There are other products available that also do cash flow projections. Free Excel(R) layouts are available from a variety of resources, including SCORE. These templates require the user to manually enter all information, and personally keep them up to date. Because of the time required to acquire the necessary information and then key it in, users typically turn out to be discouraged about producing cash flow projections on a regular basis.

There are also financial planning tools, available for a price, that have a host of reports, graphs, and tools integrated into one particular application. These types of tools fall into 1 of 2 categories: stand-alone or integrated. The stand-alone financial planning tools nevertheless require the collection and keying-in of essential data, but these equipment are affordable to a small business, plus product a variety of reports and graphs. These tools vary in their “friendliness” in order to layman users. Check them away before buying.
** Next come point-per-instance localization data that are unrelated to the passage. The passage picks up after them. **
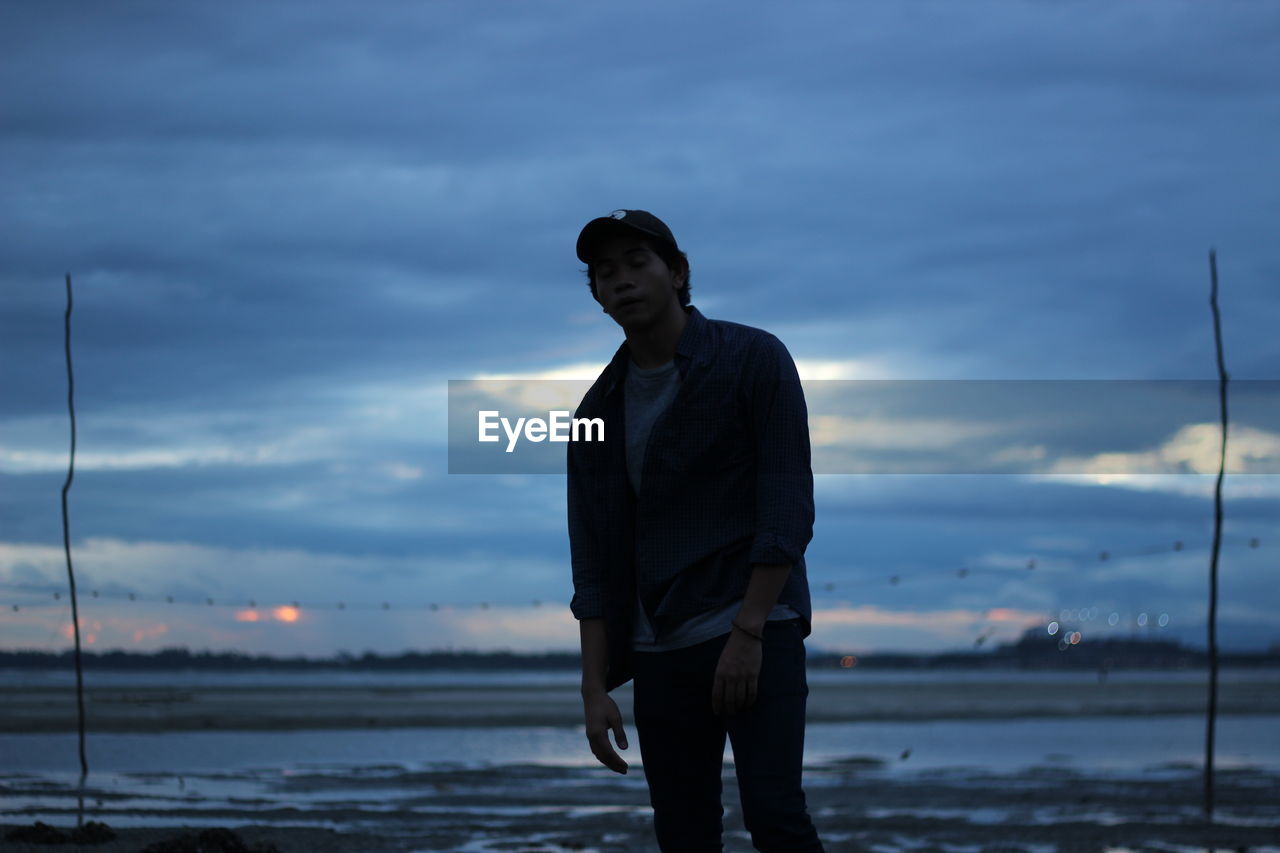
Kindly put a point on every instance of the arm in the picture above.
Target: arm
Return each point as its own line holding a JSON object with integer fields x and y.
{"x": 599, "y": 710}
{"x": 737, "y": 671}
{"x": 784, "y": 516}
The integrated financial planning tools can pull necessary information from specified accounting systems (very few integrate with QuickBooks), require tools tend to be more expensive, providing reviews, graphs and other financial tools tailored for larger businesses. Be sure you understand the pricing (e. g. monthly service charge or one-time purchase) before buying.

In conclusion, there is no substitute for cash projections. Any kind of small business can take control of their economic future by utilizing this essential monetary planning tool. There are a variety of products on the market that will enable a business to make their own financial projections without always engaging a financial specialist. A business need only determine their cost constraints (price of the product) and time requirements (time required to learn and make use of the product) for a cfinancial projection tool, and then acquire the tool that suites their needs. Commitment to regularly producing and reviewing cash flow projections is essential to the financial success and survival of every business.